///XML and Scripting Languages

XML and Scripting Languages

Converting XML to HTML

For the purposes of this article, we will use a stock quote, expressed as XML, as our input file:



<stock_quote>
<symbol>IBM</symbol>
<when>
<date>12/16/1999</date>
<time>4:40PM</time>
</when>
<price type="ask" value="109.1875"/>
<price type="open" value="108"/>
<price type="dayhigh" value="109.6875"/>
<price type="daylow" value="105.75"/>
<change>+2.1875</change>
<volume>7050200</volume>
</stock_quote>

This simple encoding captures information typically found in a stock quote. The formatting demonstrates certain XML features, such as attributes and empty tags. The actual XML file used in this article contains several stock_quote elements, to form a portfolio of stocks.
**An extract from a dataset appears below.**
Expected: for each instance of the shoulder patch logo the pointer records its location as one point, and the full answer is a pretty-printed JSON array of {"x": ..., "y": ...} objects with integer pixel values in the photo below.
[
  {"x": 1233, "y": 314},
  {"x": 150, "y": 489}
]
This XML file was created using a script to convert the Spreadsheet Format stock quotes provided by the finance.yahoo.com Web site into XML.

Simple substitution

A simple method for transforming the XML source into HTML is to define pieces of HTML to be substituted for each XML tag. Using the popular XML::Parser module for Perl (see Resources), based on James Clark’s Expat parser, we can parse the XML document and define callback routines for performing the substitutions.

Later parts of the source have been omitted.